Don’t forget the nineties," I heard Stephen Malkmus, lead guitarist of reformed indie rock heroes Pavement, say to the Brixton Academy this May before launching into a slew of wounded and sarcastic old songs. Slung between a heartfelt plea and a bratty aside, his words tap into the kind of nostalgia that Vice magazine cultivates with such glee, going beyond the average remember-that-cartoon quality that infantilises a reader into submission.
The mainstream media has long since discovered that there are topics – school days, nudity, and downright embarrassment – that it doesn’t really have to cover, like an adolescent who suddenly realises he no longer has to choke down his veggies. But over recent years, as its output has begun to encompass video, music and fiction, Vice has continued to supply its readers with their deliciously teenage roughage.
Yet it’s always important to provide youth culture with an element of traction in the real world and, particularly in its use and promotion of photography, Vice meets this challenge head on. Perhaps the biggest complaint about the magazine’s fan-base (captured neatly in YouTube sensation ‘Being a Dickhead’s Cool’) is how their hip lives are so apparently performances. But by putting these unknown kids before the lenses of professional snappers Ryan McGinley and Tim Barber, some shocking and vital new art has been fostered. McGinley’s images freeze road-tripping nudes in hazy frames that, like the majority of Vice’s loosely edited pages, wear their imperfections more like biographical data than signs of sloppiness.

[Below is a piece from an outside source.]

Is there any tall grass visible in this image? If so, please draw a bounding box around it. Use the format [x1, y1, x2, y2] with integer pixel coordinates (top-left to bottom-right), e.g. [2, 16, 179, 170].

We’ve all heard Bob Dylan’s famous lines: "If my thought dreams could be seen / They’d probably put my head in a guillotine." Dylan might understand the spirit of a publication like Vice, a great example of having those dreams but still taking the risk.

Zeljka Marosevic, Vice: "Nothing more than a pose"
Cool is a slippery term, usually defined most precisely by what it isn’t rather than what it is. Luckily, Vice magazine has developed a system of signs so clear that anyone looking to crack the cool code would only have to flick through its pages to be educated once and for all. Black and white or grainy Polaroid-esque photographs, articles on casual Class A drug use and mildly lesbian fashion shoots all flash before your eyes in one pure moment of understanding: so this is what you’ve been missing out on.
In credit to Andy Capper, he’s not the one making these assertions. I admire his statement, "When I think of ‘cool’, I think of a cat wearing shades." He explodes the term that limits our response to a magazine which contributes to a recording of youth culture. Yet in the process of recording, Vice seeks to create a lifestyle prototype. I’m reminded of a house party I attended after the first episode of Skins aired. As things, as they do, got hairy and lairy, a stranger walked past me, nodded at one site of carnage and muttered approvingly, "Skins". My new friend believed that as a drunken collective we had reached the apex of what teen life could be, and it had been brought to us direct from Channel 4.
I groaned for many reasons but mostly because teenage life in all its excess and disappointments remains almost ethereal, making attempts to record it ineffective. When you try to write about it or put a lens in front of it, what you’re photographing or describing moves from spontaneous, elusive action to nothing more than a pose. Even if you like wearing American Apparel and taking Polaroid photos, seeing someone doing this in a magazine makes it appear contrived and ridiculous. Vice reduces youth culture into such homogeny and then hands it back as a model of how to live, a pale and limp parody of what adolescent experience really is.